Letter to the Editor: Quit Making Fircrest Children Scapegoats

Yes, the state needs to reiumburse Shoreline School District for costs, but don't segregate and abandon program at Fircrest for school-age students

To the editor:

I am writing this for not only our son, Thomas, but for all the other children with intensely high support needs who need the services at Fircrest in order to be healthy and safe. Thomas is 18, he’s a Shoreline resident and attends Shorecrest High School. Last year for Christmas the only thing he wanted as a Shorecrest Sweatshirt.

Many of you may know Thomas. He grew up in Seattle but I can’t tell you how many daily trips we made to Shoreline for years for his speech and occupational therapy programs. Shoreline is his community and Fircrest is his home. Thomas is a good example of the fact that one could never know the level of intense supports he needs in his daily life by looking at him or seeing him out with his support person. Yet, Thomas needs the level of care at Fircrest to manage his multiple medical and developmental disabilities.

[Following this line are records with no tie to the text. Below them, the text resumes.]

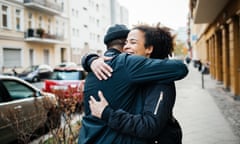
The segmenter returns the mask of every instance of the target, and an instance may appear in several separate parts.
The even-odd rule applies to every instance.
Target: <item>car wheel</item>
[[[55,129],[59,128],[61,125],[61,114],[57,109],[51,110],[48,113],[48,118],[46,121],[46,128],[47,129]]]

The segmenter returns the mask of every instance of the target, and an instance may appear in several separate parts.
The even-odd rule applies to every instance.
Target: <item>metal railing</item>
[[[37,5],[41,5],[41,6],[44,6],[44,7],[62,12],[61,5],[49,2],[48,0],[24,0],[24,3],[34,3],[34,4],[37,4]]]

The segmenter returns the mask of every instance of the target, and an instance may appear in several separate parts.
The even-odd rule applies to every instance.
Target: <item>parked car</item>
[[[74,62],[63,62],[57,65],[56,67],[77,67],[77,64]]]
[[[46,64],[29,66],[17,76],[29,82],[38,82],[51,76],[53,69]]]
[[[50,79],[44,80],[43,91],[54,93],[56,90],[61,90],[64,98],[76,96],[78,104],[81,105],[85,77],[86,73],[80,67],[54,68]]]
[[[60,124],[60,114],[53,113],[56,102],[53,94],[20,78],[0,75],[1,143],[12,143],[19,135],[36,132],[50,124],[56,128]]]

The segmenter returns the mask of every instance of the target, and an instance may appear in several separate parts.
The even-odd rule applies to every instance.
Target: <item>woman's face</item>
[[[123,47],[123,52],[150,57],[150,54],[152,53],[152,47],[146,48],[144,43],[144,32],[138,29],[131,30],[128,33],[126,44]]]

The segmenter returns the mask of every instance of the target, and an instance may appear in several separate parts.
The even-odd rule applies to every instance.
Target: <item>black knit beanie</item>
[[[115,24],[108,28],[107,33],[104,37],[104,43],[107,44],[110,41],[120,38],[127,38],[129,29],[122,24]]]

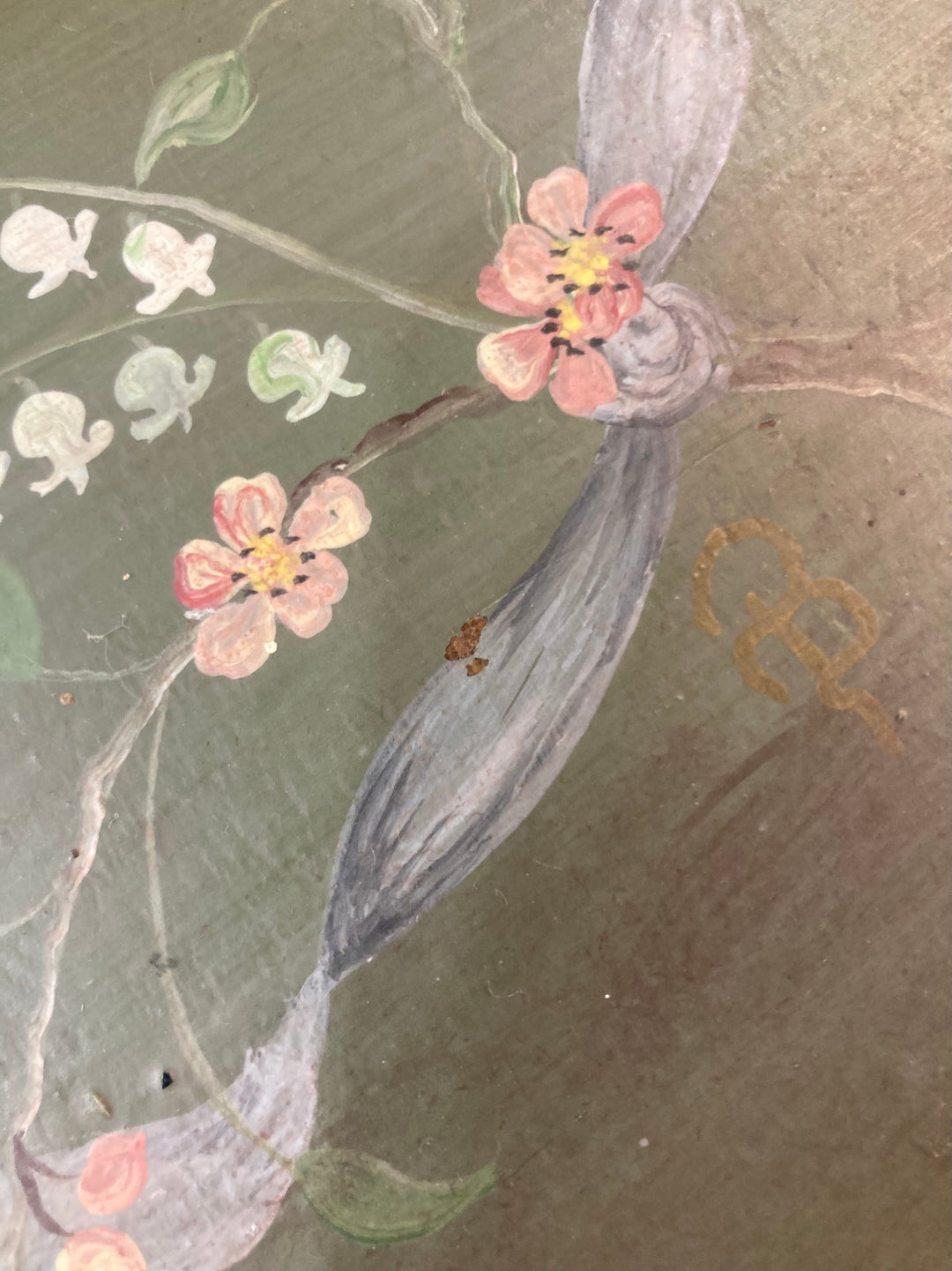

Given that Thomas has a rare type of neurodegenerative disorder also, we realize he will not be getting better and cannot be cured. Yet, he has such a charm and exuberant personality and sense of humor that he is the light of my life. Thomas has been the spark to my fire in fighting for our most vulnerable citizens who cannot make their own voices heard.

I understand that Shoreline has extra costs in the School District related to having the benefit of educating our wonderful children. I fully support measures from the legislature which will fully reimburse Shoreline for the education of our amazing children.                  

What saddens me is that our children are considered “burdens” by the Shoreline School District Superintendent, Sue Walker. In the February 2012 “Superintendent’s Message”, Ms. Walker states an option might be to provide educational programs at Fircrest similar to those for juvenile inmates in an adult correctional facility. There are several other references that Ms. Walker has made with regards of the need to segregate our children.

Did Ms. Walker miss the Superintendent’s educational conference on IDEA? The Federal Law - Individuals with Disabilities Act and the Free Appropriate Public Education Act (IDEA and FAPE) clearly state the possibilities that Ms. Walker suggests are against the law.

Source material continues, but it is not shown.